Application manager in YARN setup


I have setup of 1 Name Node, 2 Data Nodes, 1 Resource Manager and 2 Node Managers.All components are running as docker containers. Every time when I execute a spark submit (yarn cluster mode) from 2 machines (2 clients), job gets completed in a sequential manner. Job1 and Job2 both goes in Accepted state, Job1 turns to Running and Finished state and then Job2 gets picked and finishes its execution. Is there any way these jobs gets executed in parallel fashion? How does Application manager picks these tasks to give it to node manager?


Solution

  • The cluster setup is using YARN Capacity Scheduler, which is default in most of the available Hadoop distributions. If multiple jobs are submitted by the same user, they enter the same user queue which follows FIFO. This is the default behaviour of capacity scheduler.

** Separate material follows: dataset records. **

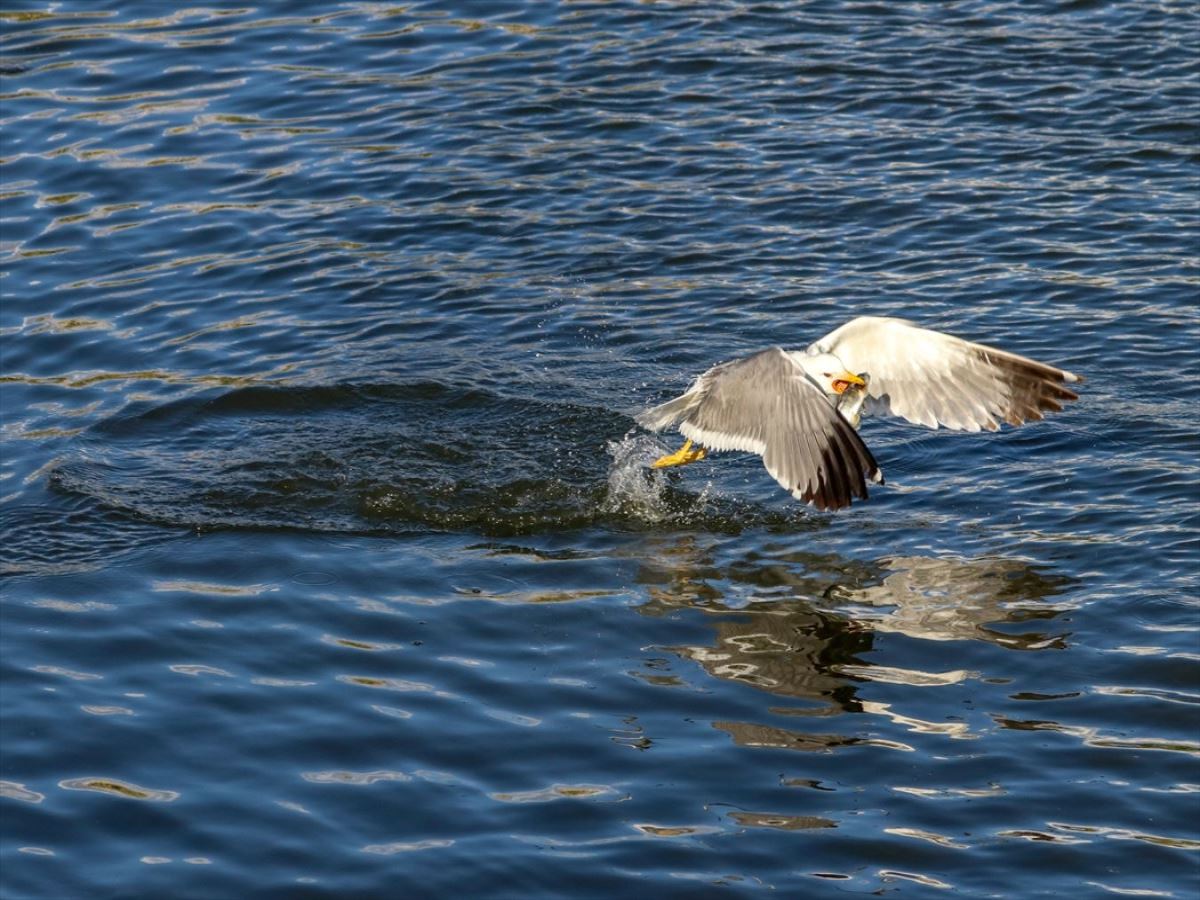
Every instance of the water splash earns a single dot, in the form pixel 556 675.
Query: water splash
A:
pixel 635 490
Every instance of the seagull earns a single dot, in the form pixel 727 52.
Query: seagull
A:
pixel 799 409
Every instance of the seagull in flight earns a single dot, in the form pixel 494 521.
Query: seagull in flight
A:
pixel 799 409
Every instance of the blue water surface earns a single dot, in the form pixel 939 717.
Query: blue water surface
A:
pixel 333 565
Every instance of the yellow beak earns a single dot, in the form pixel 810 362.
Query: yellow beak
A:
pixel 843 382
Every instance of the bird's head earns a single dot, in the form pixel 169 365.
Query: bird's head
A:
pixel 831 373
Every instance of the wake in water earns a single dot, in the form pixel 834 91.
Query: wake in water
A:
pixel 635 490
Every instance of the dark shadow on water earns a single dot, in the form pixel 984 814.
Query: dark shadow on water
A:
pixel 802 625
pixel 372 459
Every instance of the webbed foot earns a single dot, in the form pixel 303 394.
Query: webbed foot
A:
pixel 681 457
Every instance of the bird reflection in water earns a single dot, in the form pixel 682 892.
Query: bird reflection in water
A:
pixel 799 625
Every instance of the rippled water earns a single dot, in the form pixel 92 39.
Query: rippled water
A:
pixel 333 563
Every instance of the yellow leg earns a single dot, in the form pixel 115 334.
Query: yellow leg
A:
pixel 681 457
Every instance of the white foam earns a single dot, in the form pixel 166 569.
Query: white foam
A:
pixel 634 487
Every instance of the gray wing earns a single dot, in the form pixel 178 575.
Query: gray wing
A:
pixel 936 379
pixel 766 405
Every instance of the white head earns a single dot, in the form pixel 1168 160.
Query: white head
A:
pixel 829 372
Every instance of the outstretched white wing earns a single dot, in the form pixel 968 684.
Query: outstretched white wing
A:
pixel 767 405
pixel 937 379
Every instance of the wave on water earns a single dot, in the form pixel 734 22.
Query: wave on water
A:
pixel 383 459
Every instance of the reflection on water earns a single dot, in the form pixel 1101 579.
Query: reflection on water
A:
pixel 813 637
pixel 948 599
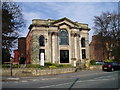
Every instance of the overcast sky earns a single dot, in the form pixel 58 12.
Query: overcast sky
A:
pixel 82 12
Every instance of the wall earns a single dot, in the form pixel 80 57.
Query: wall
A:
pixel 35 71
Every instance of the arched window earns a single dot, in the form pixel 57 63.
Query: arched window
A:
pixel 41 40
pixel 63 36
pixel 83 42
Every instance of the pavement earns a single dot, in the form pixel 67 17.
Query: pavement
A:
pixel 47 77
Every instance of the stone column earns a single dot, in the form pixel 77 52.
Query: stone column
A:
pixel 87 47
pixel 56 48
pixel 78 48
pixel 53 50
pixel 72 46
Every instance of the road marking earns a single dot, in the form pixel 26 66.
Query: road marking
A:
pixel 55 85
pixel 24 81
pixel 35 80
pixel 76 82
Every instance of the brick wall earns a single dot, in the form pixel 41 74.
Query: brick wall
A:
pixel 22 46
pixel 98 49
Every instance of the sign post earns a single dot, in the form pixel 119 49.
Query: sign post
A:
pixel 42 59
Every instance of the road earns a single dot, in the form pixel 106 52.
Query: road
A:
pixel 81 79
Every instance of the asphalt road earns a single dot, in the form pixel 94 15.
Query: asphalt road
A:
pixel 82 79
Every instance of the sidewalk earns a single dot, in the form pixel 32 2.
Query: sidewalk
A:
pixel 81 73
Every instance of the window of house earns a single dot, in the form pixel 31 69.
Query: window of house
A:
pixel 63 37
pixel 83 53
pixel 83 42
pixel 41 40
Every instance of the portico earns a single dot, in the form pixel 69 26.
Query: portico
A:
pixel 59 40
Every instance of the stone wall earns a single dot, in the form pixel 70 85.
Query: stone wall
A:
pixel 35 71
pixel 95 67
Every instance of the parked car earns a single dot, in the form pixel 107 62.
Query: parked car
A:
pixel 110 66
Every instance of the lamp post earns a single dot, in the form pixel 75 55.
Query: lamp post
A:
pixel 103 41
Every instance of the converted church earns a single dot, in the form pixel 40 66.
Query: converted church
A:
pixel 60 40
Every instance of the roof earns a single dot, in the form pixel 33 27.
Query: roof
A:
pixel 51 22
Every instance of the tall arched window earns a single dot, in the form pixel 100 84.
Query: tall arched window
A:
pixel 83 42
pixel 41 40
pixel 63 36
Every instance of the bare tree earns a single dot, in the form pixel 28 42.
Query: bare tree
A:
pixel 107 25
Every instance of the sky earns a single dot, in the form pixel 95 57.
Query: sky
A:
pixel 82 12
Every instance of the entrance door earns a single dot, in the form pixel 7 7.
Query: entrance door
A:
pixel 64 56
pixel 41 51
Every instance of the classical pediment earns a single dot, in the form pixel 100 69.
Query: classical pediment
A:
pixel 65 21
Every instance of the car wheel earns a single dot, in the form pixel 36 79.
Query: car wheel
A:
pixel 112 69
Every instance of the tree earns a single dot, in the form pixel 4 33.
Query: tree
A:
pixel 107 25
pixel 12 23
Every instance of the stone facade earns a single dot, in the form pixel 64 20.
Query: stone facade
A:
pixel 57 48
pixel 98 49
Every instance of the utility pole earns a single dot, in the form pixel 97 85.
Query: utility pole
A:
pixel 11 66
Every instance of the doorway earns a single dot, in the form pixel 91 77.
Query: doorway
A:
pixel 41 51
pixel 64 56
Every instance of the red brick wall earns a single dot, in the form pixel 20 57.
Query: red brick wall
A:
pixel 22 46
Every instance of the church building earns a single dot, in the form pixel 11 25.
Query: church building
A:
pixel 60 40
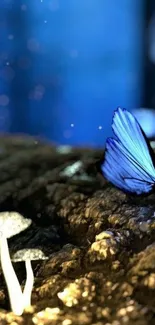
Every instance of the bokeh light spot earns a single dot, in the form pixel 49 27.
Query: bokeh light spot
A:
pixel 4 100
pixel 33 45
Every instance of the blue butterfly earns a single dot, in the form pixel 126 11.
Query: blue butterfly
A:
pixel 128 162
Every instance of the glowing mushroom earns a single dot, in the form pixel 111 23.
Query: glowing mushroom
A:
pixel 28 255
pixel 11 224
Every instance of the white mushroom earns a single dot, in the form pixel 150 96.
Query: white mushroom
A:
pixel 11 223
pixel 28 255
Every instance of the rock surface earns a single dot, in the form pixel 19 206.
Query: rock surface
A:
pixel 100 241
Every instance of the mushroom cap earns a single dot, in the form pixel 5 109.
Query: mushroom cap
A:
pixel 12 223
pixel 32 254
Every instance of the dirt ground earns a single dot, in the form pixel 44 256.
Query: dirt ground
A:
pixel 100 242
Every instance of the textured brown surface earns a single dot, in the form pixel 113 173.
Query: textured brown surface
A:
pixel 100 242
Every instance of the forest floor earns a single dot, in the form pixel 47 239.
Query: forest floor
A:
pixel 99 241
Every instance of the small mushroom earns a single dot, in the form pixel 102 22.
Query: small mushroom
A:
pixel 11 224
pixel 28 255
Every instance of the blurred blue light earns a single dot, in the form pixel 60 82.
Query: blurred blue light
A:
pixel 74 62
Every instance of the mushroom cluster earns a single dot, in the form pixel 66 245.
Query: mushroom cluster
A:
pixel 11 224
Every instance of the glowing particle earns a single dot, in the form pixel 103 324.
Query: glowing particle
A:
pixel 10 37
pixel 4 100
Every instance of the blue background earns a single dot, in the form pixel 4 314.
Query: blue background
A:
pixel 65 65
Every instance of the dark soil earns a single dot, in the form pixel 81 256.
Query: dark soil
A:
pixel 100 241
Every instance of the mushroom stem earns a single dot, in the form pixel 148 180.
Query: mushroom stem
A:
pixel 28 284
pixel 13 285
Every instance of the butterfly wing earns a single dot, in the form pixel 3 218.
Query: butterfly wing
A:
pixel 128 164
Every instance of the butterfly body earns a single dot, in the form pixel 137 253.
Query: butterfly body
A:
pixel 128 162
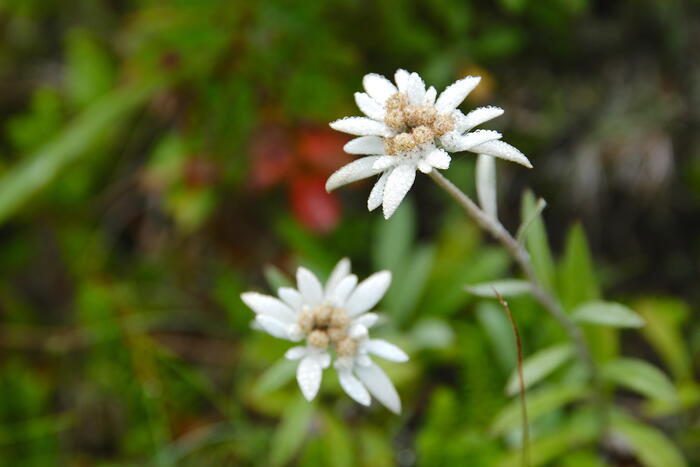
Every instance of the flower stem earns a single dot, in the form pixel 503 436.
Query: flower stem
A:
pixel 546 299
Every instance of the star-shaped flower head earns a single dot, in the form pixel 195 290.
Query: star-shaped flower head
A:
pixel 332 320
pixel 409 127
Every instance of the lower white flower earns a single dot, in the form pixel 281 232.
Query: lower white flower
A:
pixel 407 128
pixel 328 318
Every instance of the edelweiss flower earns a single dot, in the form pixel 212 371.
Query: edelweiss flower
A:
pixel 334 317
pixel 407 128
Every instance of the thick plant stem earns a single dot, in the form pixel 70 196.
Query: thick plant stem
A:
pixel 547 300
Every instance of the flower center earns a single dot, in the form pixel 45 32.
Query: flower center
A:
pixel 326 325
pixel 415 124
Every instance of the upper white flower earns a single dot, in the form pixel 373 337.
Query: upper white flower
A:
pixel 409 127
pixel 332 317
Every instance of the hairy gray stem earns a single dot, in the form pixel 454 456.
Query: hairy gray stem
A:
pixel 547 300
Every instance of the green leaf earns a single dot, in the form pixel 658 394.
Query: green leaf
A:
pixel 607 314
pixel 35 172
pixel 535 238
pixel 641 377
pixel 539 403
pixel 577 281
pixel 506 288
pixel 651 447
pixel 538 366
pixel 291 431
pixel 394 237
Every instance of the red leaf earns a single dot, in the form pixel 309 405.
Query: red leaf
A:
pixel 312 206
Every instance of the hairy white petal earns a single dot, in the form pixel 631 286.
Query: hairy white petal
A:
pixel 291 297
pixel 273 327
pixel 477 117
pixel 378 87
pixel 401 77
pixel 384 162
pixel 355 170
pixel 439 159
pixel 366 319
pixel 340 271
pixel 502 150
pixel 386 350
pixel 270 306
pixel 353 387
pixel 361 126
pixel 486 184
pixel 397 185
pixel 344 289
pixel 470 140
pixel 369 106
pixel 368 293
pixel 430 96
pixel 295 353
pixel 365 145
pixel 455 93
pixel 377 193
pixel 309 374
pixel 415 89
pixel 309 287
pixel 380 386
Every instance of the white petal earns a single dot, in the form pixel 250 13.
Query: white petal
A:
pixel 269 306
pixel 424 167
pixel 377 193
pixel 380 386
pixel 353 387
pixel 340 271
pixel 309 377
pixel 361 126
pixel 366 319
pixel 295 353
pixel 502 150
pixel 415 89
pixel 386 350
pixel 455 93
pixel 309 287
pixel 344 289
pixel 468 141
pixel 477 117
pixel 439 159
pixel 384 162
pixel 430 95
pixel 401 77
pixel 365 145
pixel 355 170
pixel 368 293
pixel 486 184
pixel 369 106
pixel 273 327
pixel 291 297
pixel 378 87
pixel 397 185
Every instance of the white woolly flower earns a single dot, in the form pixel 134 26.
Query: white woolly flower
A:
pixel 409 127
pixel 336 318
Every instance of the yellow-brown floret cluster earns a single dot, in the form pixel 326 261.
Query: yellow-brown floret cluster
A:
pixel 416 124
pixel 326 325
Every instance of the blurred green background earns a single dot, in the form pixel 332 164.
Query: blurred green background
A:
pixel 157 158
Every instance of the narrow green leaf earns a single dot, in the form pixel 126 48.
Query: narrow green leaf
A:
pixel 506 288
pixel 35 172
pixel 539 365
pixel 539 403
pixel 641 377
pixel 651 447
pixel 291 431
pixel 535 239
pixel 607 314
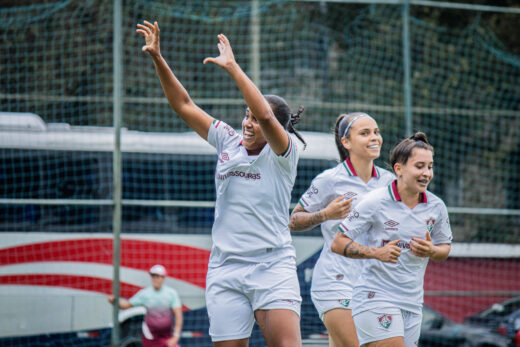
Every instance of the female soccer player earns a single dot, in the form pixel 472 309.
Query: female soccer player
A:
pixel 252 269
pixel 328 201
pixel 404 225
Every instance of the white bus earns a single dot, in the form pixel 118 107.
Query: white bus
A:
pixel 56 224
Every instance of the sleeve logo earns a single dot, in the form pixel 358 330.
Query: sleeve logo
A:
pixel 391 225
pixel 223 157
pixel 353 215
pixel 312 191
pixel 385 320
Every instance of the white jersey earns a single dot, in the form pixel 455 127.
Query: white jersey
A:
pixel 253 197
pixel 384 218
pixel 334 275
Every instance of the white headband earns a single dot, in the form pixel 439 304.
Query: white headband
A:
pixel 352 121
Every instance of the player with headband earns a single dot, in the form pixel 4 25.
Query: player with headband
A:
pixel 404 226
pixel 327 202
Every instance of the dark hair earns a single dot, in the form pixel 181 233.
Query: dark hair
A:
pixel 283 114
pixel 404 149
pixel 339 128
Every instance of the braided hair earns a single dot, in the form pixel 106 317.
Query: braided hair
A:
pixel 283 114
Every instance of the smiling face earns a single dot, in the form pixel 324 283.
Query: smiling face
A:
pixel 416 174
pixel 252 136
pixel 363 139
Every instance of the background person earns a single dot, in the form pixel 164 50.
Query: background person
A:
pixel 163 311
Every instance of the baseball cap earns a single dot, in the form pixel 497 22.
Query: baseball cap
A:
pixel 158 270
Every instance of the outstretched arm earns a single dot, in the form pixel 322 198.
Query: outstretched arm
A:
pixel 345 246
pixel 302 220
pixel 273 131
pixel 177 96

    Fair Scheduler can be configured to run jobs in parallel by sharing the available resources.

    Add this property to yarn-site.xml

    <property>
      <name>yarn.resourcemanager.scheduler.class</name>
      <value>org.apache.hadoop.yarn.server.resourcemanager.scheduler.fair.FairScheduler</value>
    </property>
    

    Configure the fair scheduler queues in an allocation file,

    <property>
          <name>yarn.scheduler.fair.allocation.file</name>
          <value>/path/to/allocation-file.xml</value>
    </property>
    

    If this property is not configured, a queue per user will be created by default.